Cette réforme offre aux collectivités territoriales un nouveau contrat de concessif ne liant plus l’usage du contrat de concession à l’existence d’un service public local. Ainsi, elle se traduit par un élargissement du modèle concessif pouvant être mis en œuvre via une délégation de service public « revisitée » pour l’exploitation des activités de tourisme et de loisirs qui sont constitutives de services publics locaux (1), ou via une concession pour les activités ou la gestion des équipements qui ne peuvent être qualifiées de services publics (2).   

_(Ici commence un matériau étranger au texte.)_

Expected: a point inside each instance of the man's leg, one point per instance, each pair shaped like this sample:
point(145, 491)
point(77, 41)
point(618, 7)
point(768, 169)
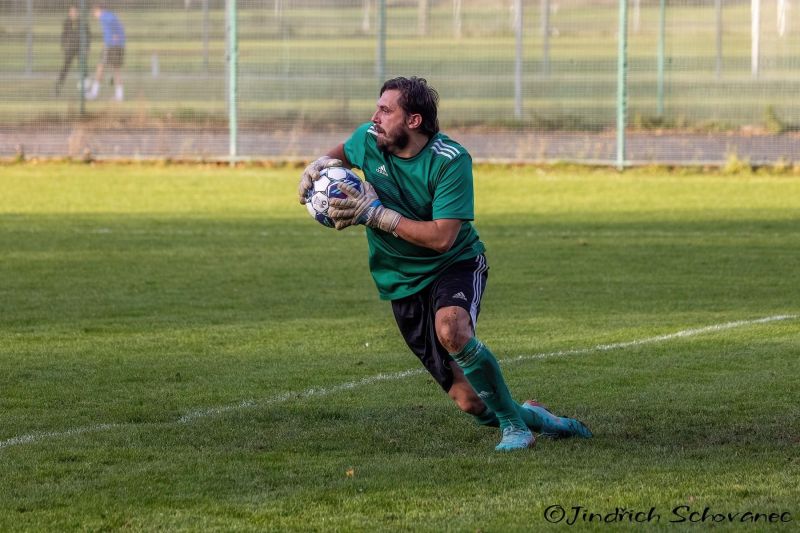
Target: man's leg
point(94, 90)
point(68, 58)
point(480, 368)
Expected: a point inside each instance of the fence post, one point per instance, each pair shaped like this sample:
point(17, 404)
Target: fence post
point(662, 13)
point(519, 30)
point(622, 67)
point(233, 61)
point(83, 44)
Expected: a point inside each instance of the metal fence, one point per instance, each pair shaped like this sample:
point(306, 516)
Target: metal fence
point(521, 80)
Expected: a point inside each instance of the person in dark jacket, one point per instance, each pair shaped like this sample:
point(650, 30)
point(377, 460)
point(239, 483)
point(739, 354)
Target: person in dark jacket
point(71, 43)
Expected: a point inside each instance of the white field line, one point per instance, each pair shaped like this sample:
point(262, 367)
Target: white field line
point(313, 392)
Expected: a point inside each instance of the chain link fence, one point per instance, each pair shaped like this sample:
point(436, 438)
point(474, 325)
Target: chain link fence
point(520, 80)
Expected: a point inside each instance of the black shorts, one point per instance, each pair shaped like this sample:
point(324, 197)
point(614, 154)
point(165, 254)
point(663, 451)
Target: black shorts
point(113, 56)
point(461, 285)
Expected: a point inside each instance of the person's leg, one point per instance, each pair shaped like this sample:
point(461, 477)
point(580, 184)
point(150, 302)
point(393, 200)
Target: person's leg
point(94, 90)
point(68, 58)
point(118, 59)
point(480, 368)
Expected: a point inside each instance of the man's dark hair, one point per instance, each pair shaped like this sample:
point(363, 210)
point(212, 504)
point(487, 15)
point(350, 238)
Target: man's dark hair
point(416, 96)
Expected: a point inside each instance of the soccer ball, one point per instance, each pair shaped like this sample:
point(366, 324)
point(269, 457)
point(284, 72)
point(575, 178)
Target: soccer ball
point(326, 187)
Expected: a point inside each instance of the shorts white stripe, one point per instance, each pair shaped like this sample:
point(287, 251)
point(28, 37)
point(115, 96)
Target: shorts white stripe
point(477, 288)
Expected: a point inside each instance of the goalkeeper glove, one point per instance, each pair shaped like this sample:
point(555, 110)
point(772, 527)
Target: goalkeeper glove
point(362, 207)
point(311, 174)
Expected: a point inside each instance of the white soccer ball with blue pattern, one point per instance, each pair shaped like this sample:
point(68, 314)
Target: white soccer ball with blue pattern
point(325, 188)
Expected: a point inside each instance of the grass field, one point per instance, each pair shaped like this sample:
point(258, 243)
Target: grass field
point(182, 348)
point(311, 56)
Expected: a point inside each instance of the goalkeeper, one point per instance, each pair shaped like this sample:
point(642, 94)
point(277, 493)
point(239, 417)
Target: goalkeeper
point(425, 256)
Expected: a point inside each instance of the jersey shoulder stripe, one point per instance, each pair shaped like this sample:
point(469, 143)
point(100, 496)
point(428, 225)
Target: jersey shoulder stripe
point(440, 148)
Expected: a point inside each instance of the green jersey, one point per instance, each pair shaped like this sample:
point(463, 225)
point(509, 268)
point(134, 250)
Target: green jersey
point(434, 184)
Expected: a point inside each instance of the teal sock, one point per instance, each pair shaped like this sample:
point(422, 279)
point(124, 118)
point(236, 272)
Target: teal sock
point(487, 418)
point(531, 419)
point(483, 373)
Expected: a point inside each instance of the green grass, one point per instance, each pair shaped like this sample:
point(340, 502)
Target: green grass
point(325, 56)
point(182, 348)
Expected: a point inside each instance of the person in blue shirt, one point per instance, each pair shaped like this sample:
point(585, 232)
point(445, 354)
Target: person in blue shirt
point(113, 53)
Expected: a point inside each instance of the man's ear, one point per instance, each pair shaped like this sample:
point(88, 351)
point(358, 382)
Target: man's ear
point(414, 121)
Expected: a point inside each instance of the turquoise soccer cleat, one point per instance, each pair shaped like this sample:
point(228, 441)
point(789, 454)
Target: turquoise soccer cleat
point(515, 439)
point(557, 427)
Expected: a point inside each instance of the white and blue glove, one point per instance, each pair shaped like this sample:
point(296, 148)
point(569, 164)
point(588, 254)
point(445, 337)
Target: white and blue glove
point(362, 207)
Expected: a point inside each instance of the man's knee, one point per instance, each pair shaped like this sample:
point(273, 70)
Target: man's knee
point(467, 400)
point(453, 328)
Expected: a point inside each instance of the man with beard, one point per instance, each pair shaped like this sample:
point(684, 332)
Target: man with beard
point(425, 255)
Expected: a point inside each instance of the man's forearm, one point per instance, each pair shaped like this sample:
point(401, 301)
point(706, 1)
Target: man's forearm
point(437, 235)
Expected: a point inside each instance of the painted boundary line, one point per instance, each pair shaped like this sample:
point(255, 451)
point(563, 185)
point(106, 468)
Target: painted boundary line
point(34, 438)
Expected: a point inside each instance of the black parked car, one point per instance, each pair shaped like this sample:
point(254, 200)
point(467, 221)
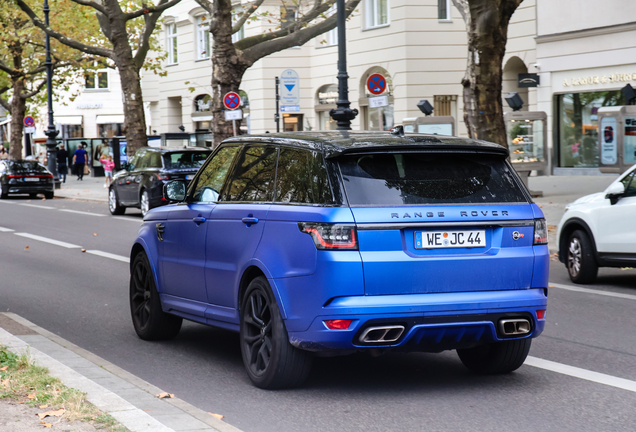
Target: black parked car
point(25, 177)
point(140, 183)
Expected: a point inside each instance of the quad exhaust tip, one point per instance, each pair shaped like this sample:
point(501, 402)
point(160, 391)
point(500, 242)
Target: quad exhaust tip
point(382, 334)
point(514, 327)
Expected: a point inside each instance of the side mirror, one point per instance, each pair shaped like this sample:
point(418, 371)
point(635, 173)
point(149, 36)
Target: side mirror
point(614, 192)
point(174, 191)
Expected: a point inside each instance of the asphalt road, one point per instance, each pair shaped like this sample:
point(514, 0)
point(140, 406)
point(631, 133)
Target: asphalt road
point(82, 296)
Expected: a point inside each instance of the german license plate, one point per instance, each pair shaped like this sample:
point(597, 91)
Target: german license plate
point(450, 239)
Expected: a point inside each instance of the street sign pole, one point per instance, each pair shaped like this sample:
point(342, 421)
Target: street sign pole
point(277, 115)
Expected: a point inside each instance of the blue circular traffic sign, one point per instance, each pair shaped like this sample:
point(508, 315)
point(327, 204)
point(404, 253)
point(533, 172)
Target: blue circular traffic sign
point(376, 84)
point(232, 100)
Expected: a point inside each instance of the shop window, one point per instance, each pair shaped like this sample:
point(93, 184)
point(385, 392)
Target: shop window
point(578, 126)
point(443, 10)
point(203, 37)
point(377, 13)
point(172, 44)
point(97, 80)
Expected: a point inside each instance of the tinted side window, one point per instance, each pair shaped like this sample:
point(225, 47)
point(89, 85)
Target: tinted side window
point(428, 178)
point(254, 175)
point(302, 178)
point(210, 182)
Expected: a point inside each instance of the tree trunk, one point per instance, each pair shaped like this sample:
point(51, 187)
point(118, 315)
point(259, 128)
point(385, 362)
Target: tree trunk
point(487, 26)
point(18, 110)
point(135, 118)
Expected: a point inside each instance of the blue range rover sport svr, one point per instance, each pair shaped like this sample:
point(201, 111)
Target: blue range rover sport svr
point(335, 242)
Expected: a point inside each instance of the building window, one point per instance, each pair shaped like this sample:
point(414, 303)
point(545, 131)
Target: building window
point(443, 10)
point(172, 43)
point(239, 34)
point(203, 37)
point(377, 13)
point(97, 80)
point(287, 16)
point(578, 126)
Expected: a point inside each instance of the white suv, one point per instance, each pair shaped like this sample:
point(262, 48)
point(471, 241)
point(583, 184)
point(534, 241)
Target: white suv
point(599, 230)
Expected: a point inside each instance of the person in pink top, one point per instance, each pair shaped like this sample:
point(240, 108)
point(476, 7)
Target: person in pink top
point(107, 162)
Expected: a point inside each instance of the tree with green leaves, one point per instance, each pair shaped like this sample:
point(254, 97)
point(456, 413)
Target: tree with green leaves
point(22, 61)
point(299, 22)
point(487, 27)
point(128, 26)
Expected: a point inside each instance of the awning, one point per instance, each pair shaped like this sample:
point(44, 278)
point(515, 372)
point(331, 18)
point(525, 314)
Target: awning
point(68, 120)
point(110, 118)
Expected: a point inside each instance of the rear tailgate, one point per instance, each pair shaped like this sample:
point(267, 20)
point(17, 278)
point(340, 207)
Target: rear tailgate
point(411, 250)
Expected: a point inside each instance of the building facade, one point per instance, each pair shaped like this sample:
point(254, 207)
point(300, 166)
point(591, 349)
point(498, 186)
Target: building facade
point(585, 55)
point(418, 45)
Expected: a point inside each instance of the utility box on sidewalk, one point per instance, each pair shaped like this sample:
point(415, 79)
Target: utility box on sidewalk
point(617, 138)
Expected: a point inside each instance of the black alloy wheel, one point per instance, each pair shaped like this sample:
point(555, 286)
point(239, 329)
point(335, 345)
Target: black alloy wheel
point(149, 320)
point(270, 360)
point(113, 203)
point(496, 358)
point(581, 264)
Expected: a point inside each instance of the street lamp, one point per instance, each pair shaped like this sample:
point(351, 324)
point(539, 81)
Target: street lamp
point(343, 114)
point(51, 133)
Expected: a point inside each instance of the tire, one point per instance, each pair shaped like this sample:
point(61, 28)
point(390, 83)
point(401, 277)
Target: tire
point(149, 320)
point(270, 360)
point(580, 262)
point(496, 358)
point(113, 203)
point(144, 203)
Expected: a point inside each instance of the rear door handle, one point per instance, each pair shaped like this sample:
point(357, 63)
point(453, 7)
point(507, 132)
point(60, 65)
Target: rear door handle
point(249, 220)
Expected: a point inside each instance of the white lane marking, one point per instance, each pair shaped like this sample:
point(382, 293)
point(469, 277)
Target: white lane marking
point(38, 206)
point(81, 212)
point(585, 374)
point(109, 255)
point(590, 291)
point(128, 218)
point(48, 240)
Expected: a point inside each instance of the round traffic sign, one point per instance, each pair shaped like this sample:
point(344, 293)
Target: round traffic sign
point(376, 84)
point(232, 100)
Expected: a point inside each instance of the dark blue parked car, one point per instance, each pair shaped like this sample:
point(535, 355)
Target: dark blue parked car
point(332, 243)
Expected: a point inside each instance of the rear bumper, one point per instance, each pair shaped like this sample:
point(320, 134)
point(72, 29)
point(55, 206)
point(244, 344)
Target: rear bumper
point(432, 322)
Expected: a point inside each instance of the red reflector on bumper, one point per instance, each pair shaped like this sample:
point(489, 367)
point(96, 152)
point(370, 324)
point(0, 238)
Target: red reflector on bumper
point(338, 324)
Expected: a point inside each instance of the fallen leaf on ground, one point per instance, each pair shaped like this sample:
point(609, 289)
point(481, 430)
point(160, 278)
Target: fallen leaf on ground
point(57, 413)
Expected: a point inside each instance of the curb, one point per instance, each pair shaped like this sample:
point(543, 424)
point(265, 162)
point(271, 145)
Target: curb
point(129, 399)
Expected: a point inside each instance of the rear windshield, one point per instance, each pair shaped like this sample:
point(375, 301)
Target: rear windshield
point(185, 159)
point(19, 167)
point(388, 179)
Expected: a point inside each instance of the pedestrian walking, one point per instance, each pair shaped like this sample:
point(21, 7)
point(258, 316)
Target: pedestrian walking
point(62, 163)
point(107, 162)
point(79, 160)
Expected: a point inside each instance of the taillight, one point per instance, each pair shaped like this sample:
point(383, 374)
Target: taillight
point(331, 236)
point(540, 231)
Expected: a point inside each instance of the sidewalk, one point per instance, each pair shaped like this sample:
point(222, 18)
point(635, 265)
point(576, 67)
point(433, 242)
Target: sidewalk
point(130, 400)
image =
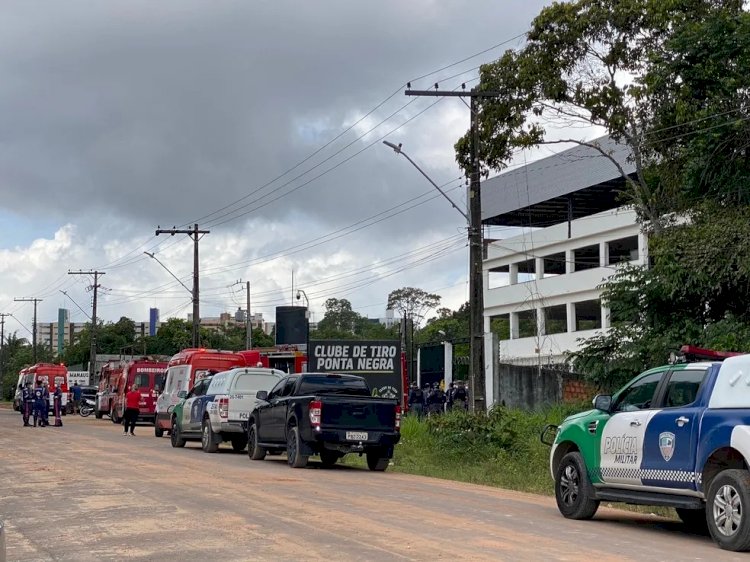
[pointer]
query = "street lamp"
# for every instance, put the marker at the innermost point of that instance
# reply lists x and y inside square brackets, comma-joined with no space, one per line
[476,298]
[301,293]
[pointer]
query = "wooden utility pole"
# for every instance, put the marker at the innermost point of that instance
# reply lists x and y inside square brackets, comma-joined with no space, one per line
[195,234]
[94,325]
[476,290]
[33,330]
[2,347]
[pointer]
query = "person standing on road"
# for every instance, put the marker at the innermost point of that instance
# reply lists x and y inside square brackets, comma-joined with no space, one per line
[132,409]
[25,402]
[461,397]
[45,410]
[39,405]
[57,397]
[77,390]
[449,396]
[416,400]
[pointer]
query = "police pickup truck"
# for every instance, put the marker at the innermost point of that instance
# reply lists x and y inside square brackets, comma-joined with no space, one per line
[322,414]
[676,436]
[217,408]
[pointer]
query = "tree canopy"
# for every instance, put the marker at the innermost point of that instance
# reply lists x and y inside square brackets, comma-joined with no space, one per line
[670,79]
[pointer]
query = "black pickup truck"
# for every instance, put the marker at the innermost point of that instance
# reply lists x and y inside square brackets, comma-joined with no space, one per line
[322,414]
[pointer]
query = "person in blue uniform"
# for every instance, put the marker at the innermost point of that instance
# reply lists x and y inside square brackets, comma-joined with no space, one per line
[25,401]
[40,406]
[57,401]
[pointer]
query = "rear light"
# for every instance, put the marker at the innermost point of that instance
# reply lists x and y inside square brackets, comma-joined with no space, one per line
[223,407]
[316,414]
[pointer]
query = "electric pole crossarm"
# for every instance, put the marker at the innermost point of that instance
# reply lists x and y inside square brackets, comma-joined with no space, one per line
[94,327]
[194,234]
[452,94]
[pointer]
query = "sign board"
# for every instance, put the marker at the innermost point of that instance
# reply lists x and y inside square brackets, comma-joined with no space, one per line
[377,361]
[80,377]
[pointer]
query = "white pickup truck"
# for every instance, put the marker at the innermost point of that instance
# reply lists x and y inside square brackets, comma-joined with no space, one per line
[217,409]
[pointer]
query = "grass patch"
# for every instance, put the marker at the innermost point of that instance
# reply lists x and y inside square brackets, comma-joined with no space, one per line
[499,449]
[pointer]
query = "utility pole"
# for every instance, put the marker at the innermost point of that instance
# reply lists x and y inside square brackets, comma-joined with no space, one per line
[476,250]
[33,331]
[2,347]
[94,326]
[194,233]
[249,325]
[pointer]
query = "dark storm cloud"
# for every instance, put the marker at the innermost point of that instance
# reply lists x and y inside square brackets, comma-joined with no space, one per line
[162,112]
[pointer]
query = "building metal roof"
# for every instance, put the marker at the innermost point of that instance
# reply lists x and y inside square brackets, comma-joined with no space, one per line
[580,181]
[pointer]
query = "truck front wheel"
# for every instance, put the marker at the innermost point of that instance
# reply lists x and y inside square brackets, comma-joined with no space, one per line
[254,451]
[209,440]
[727,507]
[573,490]
[294,456]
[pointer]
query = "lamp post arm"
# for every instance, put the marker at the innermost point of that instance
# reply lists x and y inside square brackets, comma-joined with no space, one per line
[397,149]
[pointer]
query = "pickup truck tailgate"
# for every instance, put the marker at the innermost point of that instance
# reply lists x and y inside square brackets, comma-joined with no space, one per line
[353,413]
[240,406]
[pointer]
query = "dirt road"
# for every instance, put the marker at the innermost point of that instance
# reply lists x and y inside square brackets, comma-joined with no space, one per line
[85,492]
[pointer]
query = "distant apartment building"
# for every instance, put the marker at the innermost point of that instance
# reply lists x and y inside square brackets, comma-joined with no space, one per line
[58,335]
[542,287]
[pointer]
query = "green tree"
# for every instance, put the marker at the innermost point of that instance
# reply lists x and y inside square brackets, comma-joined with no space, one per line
[412,303]
[668,79]
[696,292]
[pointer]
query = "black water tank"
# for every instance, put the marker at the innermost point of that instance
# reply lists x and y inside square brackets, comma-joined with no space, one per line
[291,325]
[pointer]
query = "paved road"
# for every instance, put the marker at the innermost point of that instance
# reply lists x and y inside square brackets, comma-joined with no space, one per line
[84,492]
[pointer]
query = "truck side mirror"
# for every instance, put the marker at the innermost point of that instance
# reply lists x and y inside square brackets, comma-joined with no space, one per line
[603,402]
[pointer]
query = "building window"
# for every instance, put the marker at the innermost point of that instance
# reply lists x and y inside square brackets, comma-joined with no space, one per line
[588,315]
[527,323]
[555,319]
[526,270]
[500,325]
[554,264]
[498,276]
[624,249]
[586,257]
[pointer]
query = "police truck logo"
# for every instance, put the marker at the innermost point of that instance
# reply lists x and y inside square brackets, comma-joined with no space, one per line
[666,445]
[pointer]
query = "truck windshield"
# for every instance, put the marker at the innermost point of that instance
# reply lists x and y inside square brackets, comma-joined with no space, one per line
[247,382]
[334,385]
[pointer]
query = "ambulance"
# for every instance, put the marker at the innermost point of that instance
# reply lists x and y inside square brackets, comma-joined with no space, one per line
[52,374]
[184,370]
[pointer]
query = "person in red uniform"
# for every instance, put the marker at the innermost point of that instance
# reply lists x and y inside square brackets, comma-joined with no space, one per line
[132,409]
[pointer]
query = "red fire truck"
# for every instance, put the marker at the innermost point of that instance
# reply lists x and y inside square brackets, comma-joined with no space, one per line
[110,379]
[52,374]
[117,377]
[184,370]
[148,375]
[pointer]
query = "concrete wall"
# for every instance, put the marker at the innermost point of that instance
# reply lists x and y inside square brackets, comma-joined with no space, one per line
[531,388]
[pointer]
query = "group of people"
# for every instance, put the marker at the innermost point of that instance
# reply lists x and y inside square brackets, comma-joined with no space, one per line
[36,404]
[434,400]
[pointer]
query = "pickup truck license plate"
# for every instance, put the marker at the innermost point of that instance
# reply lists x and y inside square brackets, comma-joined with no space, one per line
[356,436]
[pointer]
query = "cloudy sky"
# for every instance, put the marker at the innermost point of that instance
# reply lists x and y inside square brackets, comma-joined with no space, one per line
[262,122]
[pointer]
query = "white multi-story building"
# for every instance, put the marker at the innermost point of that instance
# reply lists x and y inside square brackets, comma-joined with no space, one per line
[542,287]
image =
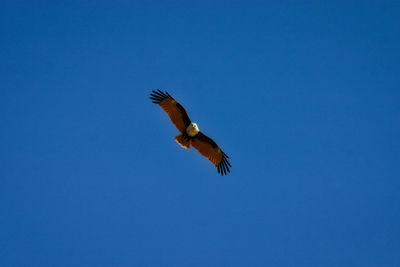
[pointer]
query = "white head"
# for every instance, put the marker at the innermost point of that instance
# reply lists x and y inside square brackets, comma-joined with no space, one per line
[192,129]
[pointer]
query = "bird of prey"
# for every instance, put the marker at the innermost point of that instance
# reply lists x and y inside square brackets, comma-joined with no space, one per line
[190,133]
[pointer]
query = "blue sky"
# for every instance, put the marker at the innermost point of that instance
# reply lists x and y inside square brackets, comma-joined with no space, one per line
[303,97]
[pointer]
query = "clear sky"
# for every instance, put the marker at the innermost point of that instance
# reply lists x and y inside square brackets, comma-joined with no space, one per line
[303,97]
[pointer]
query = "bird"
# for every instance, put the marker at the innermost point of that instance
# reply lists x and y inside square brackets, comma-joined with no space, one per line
[190,134]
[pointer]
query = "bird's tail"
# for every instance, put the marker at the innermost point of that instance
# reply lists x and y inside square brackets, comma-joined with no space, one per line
[183,141]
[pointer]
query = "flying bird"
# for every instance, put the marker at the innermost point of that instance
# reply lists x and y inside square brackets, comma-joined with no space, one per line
[190,133]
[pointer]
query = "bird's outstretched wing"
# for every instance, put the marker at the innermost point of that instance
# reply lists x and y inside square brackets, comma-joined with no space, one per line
[175,111]
[208,148]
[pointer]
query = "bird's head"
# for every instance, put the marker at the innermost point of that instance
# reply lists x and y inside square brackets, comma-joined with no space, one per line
[192,129]
[194,126]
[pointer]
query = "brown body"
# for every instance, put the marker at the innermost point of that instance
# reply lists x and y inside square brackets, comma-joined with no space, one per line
[189,135]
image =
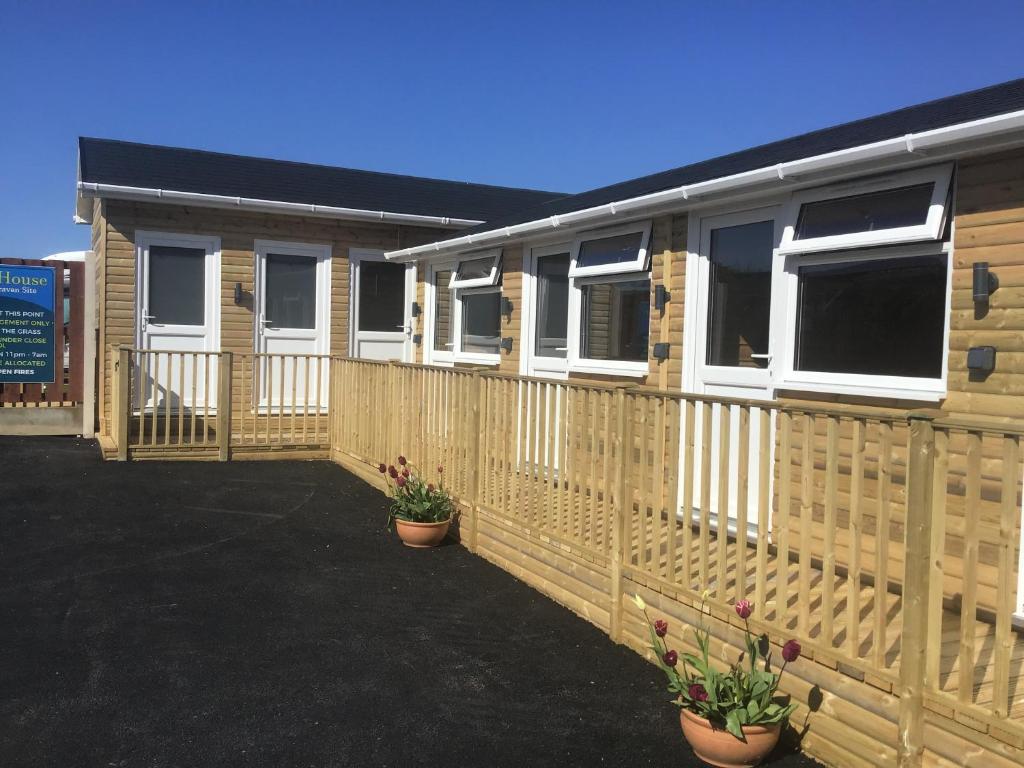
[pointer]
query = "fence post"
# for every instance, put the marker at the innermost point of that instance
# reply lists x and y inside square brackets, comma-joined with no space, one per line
[474,458]
[620,512]
[224,406]
[121,407]
[913,640]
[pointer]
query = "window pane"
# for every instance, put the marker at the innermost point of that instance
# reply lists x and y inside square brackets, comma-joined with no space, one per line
[291,291]
[620,249]
[177,286]
[382,296]
[481,322]
[443,328]
[475,268]
[865,213]
[615,321]
[739,294]
[885,316]
[552,305]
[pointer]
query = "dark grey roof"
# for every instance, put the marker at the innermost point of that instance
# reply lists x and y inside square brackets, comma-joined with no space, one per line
[984,102]
[128,164]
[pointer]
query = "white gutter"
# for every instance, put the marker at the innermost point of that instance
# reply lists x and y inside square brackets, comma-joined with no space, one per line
[925,142]
[92,189]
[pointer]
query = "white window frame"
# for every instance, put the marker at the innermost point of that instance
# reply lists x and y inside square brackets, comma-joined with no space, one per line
[899,387]
[459,291]
[322,254]
[492,280]
[939,176]
[531,364]
[433,356]
[639,264]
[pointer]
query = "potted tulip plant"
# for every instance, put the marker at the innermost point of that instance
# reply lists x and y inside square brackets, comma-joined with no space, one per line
[421,511]
[730,719]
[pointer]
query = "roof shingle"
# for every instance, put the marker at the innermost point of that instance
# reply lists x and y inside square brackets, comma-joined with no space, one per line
[128,164]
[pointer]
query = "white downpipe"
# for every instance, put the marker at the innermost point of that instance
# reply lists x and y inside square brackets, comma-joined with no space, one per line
[93,189]
[924,142]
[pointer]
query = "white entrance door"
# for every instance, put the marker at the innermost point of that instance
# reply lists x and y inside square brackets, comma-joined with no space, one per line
[177,309]
[732,343]
[381,306]
[293,320]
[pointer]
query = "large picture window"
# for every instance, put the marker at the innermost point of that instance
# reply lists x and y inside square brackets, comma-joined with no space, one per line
[739,294]
[609,301]
[883,316]
[867,287]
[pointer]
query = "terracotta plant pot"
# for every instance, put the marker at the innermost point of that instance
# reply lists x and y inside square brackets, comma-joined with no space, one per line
[422,535]
[719,748]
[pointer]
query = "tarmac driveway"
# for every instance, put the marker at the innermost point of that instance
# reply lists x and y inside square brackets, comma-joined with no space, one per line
[257,613]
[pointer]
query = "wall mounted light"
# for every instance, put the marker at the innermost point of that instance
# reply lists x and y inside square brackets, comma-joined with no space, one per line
[984,283]
[662,297]
[981,360]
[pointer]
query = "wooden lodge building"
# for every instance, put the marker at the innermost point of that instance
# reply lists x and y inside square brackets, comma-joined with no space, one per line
[794,374]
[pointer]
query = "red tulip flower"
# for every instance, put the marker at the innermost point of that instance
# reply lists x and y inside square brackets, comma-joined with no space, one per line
[791,651]
[743,608]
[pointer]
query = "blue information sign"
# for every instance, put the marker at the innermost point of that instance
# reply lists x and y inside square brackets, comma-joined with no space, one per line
[28,336]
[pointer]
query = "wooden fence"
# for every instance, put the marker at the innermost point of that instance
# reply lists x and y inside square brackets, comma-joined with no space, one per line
[172,402]
[836,523]
[887,544]
[70,366]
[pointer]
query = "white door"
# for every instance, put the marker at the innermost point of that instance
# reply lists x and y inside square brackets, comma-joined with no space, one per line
[733,341]
[381,306]
[177,309]
[293,321]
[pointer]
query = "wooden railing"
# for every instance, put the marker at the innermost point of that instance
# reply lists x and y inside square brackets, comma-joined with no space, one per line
[836,523]
[887,544]
[185,402]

1. Une délégation rénovée pour les services publics locaux touristiques et de loisirs    

Après la publication de la directive 2014/23/UE du 26 février 2014 relative à la passation des contrats de concession, au prix d’une définition modifiée pour être parfaitement compatible avec celle des concessions dont elle constitue désormais une sous-catégorie, la notion de délégation de service public est maintenue à l’article L.1411-1 du CGCT. Depuis 2016, une délégation de service public était un contrat de concession au sens de l’ordonnance n°2016-65 du 29 janvier 2016 relative aux contrats de concession, conclu par écrit, par lequel une autorité délégante confie la gestion d'un service public à un ou plusieurs opérateurs économiques, à qui est transféré un risque lié à l'exploitation du service, en contrepartie soit du droit d'exploiter le service qui fait l'objet du contrat, soit de ce droit assorti d'un prix. Le délégataire peut toujours être chargé de construire des ouvrages, de réaliser des travaux ou d'acquérir des biens nécessaires au service public11. A compter du 1er avril 2019, l’article L.1411-1 du CGCT indiquera que les collectivités territoriales, leurs groupements ou leurs établissements publics pourront confier la gestion d'un service public dont elles ont la responsabilité à un ou plusieurs opérateurs économiques par une convention de délégation de service public définie à l'article L. 1121-3 du Code de la commande publique préparée, passée et exécutée conformément à la troisième partie de ce Code.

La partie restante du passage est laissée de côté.